The study concluded that, "while fidelity in program training has been high, gaps remain in the delivery of program tools and messages to beneficiaries, directly by HEWs and via community volunteers, as well as in the supervision of HEWs and volunteers. Unless these gaps are addressed, it is unlikely that the expected impact at household level will be observed at scale. Given that the delivery of the BCC intervention for improved IYCF requires a sequence of programmatic components and actions to work together, the use of program impact pathways helped to identify how and where the components are or are not implemented as intended."

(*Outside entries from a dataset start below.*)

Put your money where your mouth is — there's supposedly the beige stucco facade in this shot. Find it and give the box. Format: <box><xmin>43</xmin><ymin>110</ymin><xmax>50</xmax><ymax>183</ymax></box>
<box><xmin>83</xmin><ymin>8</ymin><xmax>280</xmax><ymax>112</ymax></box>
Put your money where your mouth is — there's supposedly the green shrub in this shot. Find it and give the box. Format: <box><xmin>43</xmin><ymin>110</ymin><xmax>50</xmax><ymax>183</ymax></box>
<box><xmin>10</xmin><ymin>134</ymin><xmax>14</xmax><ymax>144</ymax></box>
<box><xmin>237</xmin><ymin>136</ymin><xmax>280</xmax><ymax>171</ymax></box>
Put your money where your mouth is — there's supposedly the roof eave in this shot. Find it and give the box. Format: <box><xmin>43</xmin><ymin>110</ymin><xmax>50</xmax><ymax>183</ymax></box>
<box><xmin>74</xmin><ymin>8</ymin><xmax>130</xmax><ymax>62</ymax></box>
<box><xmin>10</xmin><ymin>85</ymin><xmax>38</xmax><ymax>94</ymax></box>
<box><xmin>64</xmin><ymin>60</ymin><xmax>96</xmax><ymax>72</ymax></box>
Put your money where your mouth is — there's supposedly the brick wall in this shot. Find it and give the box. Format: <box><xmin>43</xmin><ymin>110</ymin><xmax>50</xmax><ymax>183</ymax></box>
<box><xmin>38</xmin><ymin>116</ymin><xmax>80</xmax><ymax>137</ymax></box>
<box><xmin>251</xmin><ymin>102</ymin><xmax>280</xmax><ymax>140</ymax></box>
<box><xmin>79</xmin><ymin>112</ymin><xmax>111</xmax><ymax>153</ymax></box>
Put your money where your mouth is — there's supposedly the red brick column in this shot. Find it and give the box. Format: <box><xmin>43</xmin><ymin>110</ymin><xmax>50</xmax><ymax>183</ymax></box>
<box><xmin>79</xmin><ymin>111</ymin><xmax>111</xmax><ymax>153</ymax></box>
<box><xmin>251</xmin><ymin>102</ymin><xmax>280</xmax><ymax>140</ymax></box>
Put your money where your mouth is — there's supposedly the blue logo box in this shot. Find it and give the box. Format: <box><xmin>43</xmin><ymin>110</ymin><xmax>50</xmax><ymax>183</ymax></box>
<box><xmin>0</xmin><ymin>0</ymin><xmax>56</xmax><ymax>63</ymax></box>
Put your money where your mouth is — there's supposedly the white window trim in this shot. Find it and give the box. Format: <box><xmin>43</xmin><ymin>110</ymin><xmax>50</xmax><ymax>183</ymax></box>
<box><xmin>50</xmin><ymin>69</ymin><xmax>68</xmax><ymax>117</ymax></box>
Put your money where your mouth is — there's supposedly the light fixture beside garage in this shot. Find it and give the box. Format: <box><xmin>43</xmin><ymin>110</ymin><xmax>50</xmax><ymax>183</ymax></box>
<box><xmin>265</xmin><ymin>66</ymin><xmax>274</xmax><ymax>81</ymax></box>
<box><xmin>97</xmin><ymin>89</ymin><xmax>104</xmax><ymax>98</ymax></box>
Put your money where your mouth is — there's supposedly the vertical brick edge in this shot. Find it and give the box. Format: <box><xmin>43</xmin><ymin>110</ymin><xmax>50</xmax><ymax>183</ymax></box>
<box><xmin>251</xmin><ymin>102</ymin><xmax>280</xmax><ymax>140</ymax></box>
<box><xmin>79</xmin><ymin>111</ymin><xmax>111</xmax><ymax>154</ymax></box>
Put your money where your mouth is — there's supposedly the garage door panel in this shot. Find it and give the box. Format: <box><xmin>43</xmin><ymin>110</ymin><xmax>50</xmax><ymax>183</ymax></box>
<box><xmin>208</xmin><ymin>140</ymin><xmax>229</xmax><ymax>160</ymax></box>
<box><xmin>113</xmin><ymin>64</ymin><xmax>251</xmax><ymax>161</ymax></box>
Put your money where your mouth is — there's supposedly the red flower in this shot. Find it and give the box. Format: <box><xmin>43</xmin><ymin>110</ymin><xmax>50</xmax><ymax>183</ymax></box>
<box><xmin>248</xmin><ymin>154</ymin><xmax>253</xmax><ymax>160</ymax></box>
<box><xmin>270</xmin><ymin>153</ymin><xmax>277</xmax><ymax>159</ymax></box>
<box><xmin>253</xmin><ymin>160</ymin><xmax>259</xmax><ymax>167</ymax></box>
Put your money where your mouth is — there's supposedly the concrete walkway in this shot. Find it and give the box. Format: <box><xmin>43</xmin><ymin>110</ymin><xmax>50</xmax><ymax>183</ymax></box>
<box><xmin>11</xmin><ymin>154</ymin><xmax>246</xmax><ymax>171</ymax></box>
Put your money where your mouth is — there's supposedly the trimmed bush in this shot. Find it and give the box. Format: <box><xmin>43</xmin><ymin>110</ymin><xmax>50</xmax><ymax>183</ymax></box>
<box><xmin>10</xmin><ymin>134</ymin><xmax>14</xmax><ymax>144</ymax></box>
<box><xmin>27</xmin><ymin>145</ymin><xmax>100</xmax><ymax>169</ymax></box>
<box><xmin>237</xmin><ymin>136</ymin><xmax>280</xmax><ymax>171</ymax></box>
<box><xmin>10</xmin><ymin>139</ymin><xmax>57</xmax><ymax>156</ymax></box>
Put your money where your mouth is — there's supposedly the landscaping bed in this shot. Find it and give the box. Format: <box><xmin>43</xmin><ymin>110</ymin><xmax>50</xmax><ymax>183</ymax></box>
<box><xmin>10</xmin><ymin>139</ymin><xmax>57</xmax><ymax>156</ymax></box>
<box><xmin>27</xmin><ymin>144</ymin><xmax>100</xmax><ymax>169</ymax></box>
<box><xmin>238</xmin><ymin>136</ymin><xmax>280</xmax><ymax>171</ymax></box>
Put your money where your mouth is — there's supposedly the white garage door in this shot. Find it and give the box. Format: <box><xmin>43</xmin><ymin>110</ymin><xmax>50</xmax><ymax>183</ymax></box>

It terms of future phases of A&T and similar programmes, it is recommended that the volunteer corps be better trained, adequately supported and supervised by the HEW, and be given the required materials for delivering BCC to the households in their catchment area. This may be accomplished through a combination of approaches, such as more implementing intense supervision and clarity of roles for HEWs, offering performance-based incentives, assessing workloads and HEW-to-volunteer ratios, and possibly simplifying the IYCF interventions, for example, by targeting fewer IYCF behaviours or prioritising age-specific practices that require greater improvement.